The founders of the system under consideration maintained the right of independent setting apart," without any transmitting of the apostolic authority, and (notwithstanding one or two sentences of regret, doubtless very sincere, on the part of Calvin, at the loss of Episcopacy,) it does not appear that they ever sought to obtain that proper commission. They were satisfied with their own authority; they cut themselves off and separated themselves from the fellowship of that body which, by the right of orders, and through the episcopal institution, essentially composed and continued the visible universal Church. They saw the result, and had to endure the consequences. Nor would it be wondered at, if there were some pasteurs to be found, who may be convinced in their hearts that it is by apostolic order alone that their Churches can be rescued from their present lamentable state?

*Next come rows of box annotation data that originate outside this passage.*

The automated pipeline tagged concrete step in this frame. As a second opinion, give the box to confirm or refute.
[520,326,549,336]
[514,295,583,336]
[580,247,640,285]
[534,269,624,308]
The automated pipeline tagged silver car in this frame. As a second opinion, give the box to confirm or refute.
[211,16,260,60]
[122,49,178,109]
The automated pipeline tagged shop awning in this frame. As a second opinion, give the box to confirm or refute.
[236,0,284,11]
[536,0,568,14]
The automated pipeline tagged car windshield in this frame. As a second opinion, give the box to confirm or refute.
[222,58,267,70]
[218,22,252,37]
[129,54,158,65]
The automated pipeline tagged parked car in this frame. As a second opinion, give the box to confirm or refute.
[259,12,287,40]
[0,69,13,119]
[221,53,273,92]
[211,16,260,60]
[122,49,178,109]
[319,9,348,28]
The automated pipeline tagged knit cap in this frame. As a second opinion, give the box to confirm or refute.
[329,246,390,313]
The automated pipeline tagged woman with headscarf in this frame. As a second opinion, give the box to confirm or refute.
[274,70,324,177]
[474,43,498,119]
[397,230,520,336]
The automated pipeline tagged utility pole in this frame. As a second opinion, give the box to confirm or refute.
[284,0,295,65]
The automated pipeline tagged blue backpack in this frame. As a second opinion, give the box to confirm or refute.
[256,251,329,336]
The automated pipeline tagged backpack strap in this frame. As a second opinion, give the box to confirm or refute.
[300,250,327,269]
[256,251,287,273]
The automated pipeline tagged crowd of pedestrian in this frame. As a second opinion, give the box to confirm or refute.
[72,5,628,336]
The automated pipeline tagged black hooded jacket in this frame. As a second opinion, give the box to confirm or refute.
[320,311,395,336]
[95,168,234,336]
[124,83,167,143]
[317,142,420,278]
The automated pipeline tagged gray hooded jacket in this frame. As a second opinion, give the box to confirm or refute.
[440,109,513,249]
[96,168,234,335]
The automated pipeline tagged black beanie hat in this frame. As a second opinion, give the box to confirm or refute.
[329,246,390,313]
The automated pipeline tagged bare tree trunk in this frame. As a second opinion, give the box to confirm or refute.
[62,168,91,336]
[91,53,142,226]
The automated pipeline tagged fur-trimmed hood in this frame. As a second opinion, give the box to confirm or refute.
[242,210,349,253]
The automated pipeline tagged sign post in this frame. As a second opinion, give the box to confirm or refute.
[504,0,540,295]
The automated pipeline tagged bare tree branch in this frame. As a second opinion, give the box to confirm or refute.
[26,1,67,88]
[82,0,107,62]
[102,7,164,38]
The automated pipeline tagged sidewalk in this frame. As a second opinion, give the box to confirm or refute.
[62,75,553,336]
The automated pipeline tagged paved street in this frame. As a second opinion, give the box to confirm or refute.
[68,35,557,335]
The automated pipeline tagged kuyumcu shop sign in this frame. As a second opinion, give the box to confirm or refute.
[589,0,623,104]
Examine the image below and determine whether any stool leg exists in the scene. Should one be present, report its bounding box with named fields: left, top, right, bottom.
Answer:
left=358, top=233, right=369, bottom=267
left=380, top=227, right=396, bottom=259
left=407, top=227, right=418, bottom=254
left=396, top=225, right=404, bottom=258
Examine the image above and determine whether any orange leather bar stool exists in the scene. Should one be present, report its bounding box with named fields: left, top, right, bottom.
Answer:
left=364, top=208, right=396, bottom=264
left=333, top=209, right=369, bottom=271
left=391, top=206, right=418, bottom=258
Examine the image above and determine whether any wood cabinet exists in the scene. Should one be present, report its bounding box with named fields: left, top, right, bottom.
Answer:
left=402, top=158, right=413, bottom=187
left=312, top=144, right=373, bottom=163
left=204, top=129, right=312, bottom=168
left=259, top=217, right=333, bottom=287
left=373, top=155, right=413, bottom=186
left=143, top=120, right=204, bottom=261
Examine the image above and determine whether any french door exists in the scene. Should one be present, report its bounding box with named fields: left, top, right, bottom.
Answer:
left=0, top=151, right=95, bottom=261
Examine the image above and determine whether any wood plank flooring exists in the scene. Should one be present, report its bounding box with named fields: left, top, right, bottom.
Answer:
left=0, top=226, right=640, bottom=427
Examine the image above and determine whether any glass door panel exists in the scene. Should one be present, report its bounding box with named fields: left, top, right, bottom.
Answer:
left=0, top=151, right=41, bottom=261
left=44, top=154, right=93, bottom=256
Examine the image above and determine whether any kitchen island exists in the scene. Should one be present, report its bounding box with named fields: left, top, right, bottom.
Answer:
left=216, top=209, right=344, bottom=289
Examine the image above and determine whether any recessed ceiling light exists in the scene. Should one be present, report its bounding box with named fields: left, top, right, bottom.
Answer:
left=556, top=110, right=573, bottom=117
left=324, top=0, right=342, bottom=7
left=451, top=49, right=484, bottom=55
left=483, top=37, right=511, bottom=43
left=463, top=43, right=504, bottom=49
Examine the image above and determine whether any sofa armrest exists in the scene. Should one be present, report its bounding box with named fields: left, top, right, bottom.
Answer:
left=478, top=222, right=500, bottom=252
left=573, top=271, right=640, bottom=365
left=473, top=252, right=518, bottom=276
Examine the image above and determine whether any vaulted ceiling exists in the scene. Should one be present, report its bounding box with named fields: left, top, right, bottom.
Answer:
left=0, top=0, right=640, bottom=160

In the mean while the Separatists, it appears, are signing and adopting the Confession de Foi de la Rochelle, which the Nationalists repudiate as being in its feeling bitter and hostile, in its doctrine exclusive and ultra-Calvinistic, even to reprobation, therefore in no way adapted to the present state of mind and of society in France.

And lamentably does this discussion evidence the absence of some recognised standard of belief. The discussion which began upon points of administration, has gradually shifted its ground to points of doctrine, disclosing to us the most distressing divisions of opinion in the Protestant body. In this chaos of sentiment, where the language of piety is constantly, as it were, traditionally used-while, often, it is but too evident that true faith or true charity are deficient, it is truly painful to be obliged to notice, that those who would advocate the interests of order and discipline should at the same time come so deplorably short in the orthodox doctrines of the universal Church. That, while maintaining the right of private judgment and of individual interpretation in as unlimited and crude a manner as can be conceived, they should afford such a deplorable example of its results.* May not the truth be that they have been driven into these errors by contemplating those exclusive doctrines established at the time of the Reformation, to the neglect of those held by the primitive Church?

It is certainly not a little remarkable, however, that we should

* Another feature displayed in this controversy is, that courtesy, real liberality, and gentlemanlike feeling are found with those who are the supporters of an Established Church; while narrowness, bitterness, denunciation and morgue, are on the side of the Separatists, who would style themselves liberals par excellence.